Пертурабо был потрясен, но не стал задавать дальнейших вопросов, вместо этого отметив про себя возможные последствия этого признания.
— Тогда учти вот что, Юлий Кесорон, первый капитан. Это моя планета и мой театр, ты же — просто досадная помеха. Еще раз подвернешься под руку, и я действительно тебя убью.
Кесорон
Не обращая больше на него внимание, Пертурабо вновь оглядел верхние ряды амфитеатра и остановился взглядом на том месте, откуда стрелял ассасин. Хорошая позиция, все основные входы и выходы легко просматриваются. Много тени, обеспечивающей маскировку, и удобный путь отхода в глубине здания. Для снайпера, кем бы он ни был, лучше места не найти.
Внезапно Пертурабо понял, что ненавидит Талиакрон. Теперь величие театра посрамлено, и своей изначальной цели он не послужит. Очередное творение Пертурабо, задуманное как произведение искусства, было изуродовано теми, кого он когда-то любил. Неужели все, что он создает ради красоты, обречено, едва родившись?
Пертурабо обернулся навстречу «Лэнд рейдеру», который въехал в Талиакрон через главные врата. Пурпурно-золотая машина Детей Императора заняла всю сцену, расколов треками каменные плиты.
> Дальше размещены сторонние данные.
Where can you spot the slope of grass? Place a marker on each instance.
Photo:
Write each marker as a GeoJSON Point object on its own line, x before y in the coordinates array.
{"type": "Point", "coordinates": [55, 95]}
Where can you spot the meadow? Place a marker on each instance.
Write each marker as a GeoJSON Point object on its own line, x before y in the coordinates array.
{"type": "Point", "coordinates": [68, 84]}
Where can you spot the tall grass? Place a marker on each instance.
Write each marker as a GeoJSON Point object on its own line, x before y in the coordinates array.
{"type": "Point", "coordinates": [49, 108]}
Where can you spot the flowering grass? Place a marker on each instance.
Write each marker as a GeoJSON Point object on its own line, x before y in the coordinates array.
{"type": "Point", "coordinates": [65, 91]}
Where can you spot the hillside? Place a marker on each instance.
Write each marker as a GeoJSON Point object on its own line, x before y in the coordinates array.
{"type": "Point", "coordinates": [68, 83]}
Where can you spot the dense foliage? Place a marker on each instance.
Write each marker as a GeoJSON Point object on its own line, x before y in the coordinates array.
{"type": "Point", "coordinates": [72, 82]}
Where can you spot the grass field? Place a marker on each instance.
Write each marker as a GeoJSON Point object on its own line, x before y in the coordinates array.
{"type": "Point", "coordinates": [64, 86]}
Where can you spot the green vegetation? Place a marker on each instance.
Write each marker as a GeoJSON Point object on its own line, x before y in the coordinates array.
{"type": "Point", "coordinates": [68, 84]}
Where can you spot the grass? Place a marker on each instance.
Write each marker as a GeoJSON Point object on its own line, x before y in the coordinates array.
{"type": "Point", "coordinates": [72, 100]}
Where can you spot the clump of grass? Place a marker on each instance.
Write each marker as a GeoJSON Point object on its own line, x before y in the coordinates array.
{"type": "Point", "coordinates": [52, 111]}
На орудиях, украшенных филигранью и резным орнаментом, виднелись яркие пятна крови и прочих выделений человеческого организма. С мясницких крюков, установленных на верхних щитках гусениц, свисали железные цепи, а на них — гирлянда шлемов астартес. Железные Руки, Саламандры и Гвардия Ворона, но Пертурабо также заметил шлем, когда-то принадлежавший Пожирателю Миров, и дыхательную маску кого-то из Гвардии Смерти. Даже если в коллекции Фулгрима и был шлем Железного Воина, ему хватило благоразумия не хвастаться таким трофеем.
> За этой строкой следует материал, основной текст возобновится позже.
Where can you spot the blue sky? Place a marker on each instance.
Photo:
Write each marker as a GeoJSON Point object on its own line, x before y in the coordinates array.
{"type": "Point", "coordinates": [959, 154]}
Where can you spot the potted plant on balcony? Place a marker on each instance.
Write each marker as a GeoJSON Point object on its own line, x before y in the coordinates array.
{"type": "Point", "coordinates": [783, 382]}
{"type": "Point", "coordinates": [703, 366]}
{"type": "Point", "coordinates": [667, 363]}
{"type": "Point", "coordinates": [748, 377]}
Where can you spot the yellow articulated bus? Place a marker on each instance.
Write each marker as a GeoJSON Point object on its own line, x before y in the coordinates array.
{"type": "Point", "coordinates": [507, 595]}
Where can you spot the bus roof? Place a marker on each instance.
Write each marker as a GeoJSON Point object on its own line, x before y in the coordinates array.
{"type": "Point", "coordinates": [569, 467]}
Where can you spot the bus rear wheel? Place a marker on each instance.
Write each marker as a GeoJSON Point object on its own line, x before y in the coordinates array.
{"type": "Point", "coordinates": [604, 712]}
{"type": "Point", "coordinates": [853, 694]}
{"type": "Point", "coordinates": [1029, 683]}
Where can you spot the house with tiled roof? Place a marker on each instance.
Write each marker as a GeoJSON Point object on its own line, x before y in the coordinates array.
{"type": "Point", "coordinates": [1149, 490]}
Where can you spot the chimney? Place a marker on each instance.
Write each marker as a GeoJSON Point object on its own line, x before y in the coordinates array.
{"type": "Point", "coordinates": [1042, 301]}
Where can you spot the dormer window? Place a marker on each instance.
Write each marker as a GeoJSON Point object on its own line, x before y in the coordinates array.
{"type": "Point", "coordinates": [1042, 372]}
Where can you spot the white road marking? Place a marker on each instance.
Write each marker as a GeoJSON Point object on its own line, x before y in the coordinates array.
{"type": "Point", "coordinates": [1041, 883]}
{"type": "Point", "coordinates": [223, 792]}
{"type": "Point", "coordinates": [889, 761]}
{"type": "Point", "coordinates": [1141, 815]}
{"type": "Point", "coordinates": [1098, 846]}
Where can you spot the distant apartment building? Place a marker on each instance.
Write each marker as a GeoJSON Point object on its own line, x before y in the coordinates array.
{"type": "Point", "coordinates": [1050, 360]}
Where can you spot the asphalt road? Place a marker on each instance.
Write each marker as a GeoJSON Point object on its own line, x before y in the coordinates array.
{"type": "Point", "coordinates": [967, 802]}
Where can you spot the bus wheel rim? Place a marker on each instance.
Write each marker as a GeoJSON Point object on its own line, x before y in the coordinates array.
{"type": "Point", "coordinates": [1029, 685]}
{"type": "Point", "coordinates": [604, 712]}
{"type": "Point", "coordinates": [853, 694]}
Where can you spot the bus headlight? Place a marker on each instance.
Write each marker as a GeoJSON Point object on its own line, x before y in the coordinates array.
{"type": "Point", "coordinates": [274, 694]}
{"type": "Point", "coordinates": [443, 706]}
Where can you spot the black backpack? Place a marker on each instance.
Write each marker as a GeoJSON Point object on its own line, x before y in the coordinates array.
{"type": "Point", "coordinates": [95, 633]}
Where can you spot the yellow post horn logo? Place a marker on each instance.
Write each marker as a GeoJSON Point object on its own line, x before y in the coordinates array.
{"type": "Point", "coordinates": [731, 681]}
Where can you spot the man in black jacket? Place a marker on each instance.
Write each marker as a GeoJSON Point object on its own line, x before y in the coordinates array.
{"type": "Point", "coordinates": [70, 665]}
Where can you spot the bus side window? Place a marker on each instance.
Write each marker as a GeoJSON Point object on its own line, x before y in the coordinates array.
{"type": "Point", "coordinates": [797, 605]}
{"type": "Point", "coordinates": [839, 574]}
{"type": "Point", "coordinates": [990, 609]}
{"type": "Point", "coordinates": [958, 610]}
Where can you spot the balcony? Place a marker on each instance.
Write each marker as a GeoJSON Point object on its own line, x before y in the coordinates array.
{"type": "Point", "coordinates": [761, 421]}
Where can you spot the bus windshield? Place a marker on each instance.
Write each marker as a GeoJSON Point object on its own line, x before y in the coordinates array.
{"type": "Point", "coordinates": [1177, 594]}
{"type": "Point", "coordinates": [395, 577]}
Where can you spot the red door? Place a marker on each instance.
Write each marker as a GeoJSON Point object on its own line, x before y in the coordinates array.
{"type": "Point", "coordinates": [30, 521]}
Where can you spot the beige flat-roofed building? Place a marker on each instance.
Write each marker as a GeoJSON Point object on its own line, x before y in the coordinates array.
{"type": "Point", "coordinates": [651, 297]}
Роботы Железного Круга выпрямились и разомкнули щиты, возвращая их в походное положение у себя на боках. Фулгрим, окруженный боевыми машинами, предстал триумфатором, победившим смерть. Он готовился к мученической кончине, но вместо этого был возрожден, хотя на лице его все еще оставались следы крови.
— Брат, — заговорил он и шагнул к Пертурабо с распростертыми объятиями. — Это чудо.
— Ты выжил, — Пертурабо покачал головой.
Фулгрим поднял руку, в которой был зажат длинный осколок. Острие тонкого куска стали, запятнанного красным, расплющилось и согнулось.
— Едва, — уточнил Фулгрим. — Фабию стоило огромных трудов извлечь этот осколок. Он вошел под таким тупым углом, что не проник внутрь, а прошел под теменной костью и остановился на противоположной стороне.
Фулгрим откинул белые волосы, чтобы показать свежий надрез на другом виске, который Фабию пришлось сделать для извлечения осколка. Ярко-красная линия повторяла траекторию снаряда, плавными изгибами соединяя обе раны с гармоничной соразмерностью.
— Какое везение, что у тебя крепкий череп, — сказал Пертурабо.
— Точно подмечено, брат, — со смехом ответил Фулгрим.
Когда они оказались в подземном уединении Кавеи феррум, Пертурабо наполнил вином, густо приправленным специями, две кружки и протянул одну Фулгриму. Тот разыграл целую пантомиму, наслаждаясь ароматом и букетом вина, словно актер на сцене. Хаос, в который погрузился Талиакрон, остался позади: сюда их доставил конвой «Лэнд рейдеров», а фанатики Фулгрима, ликующе крича, отправились оповестить всех о чудесном спасении примарха.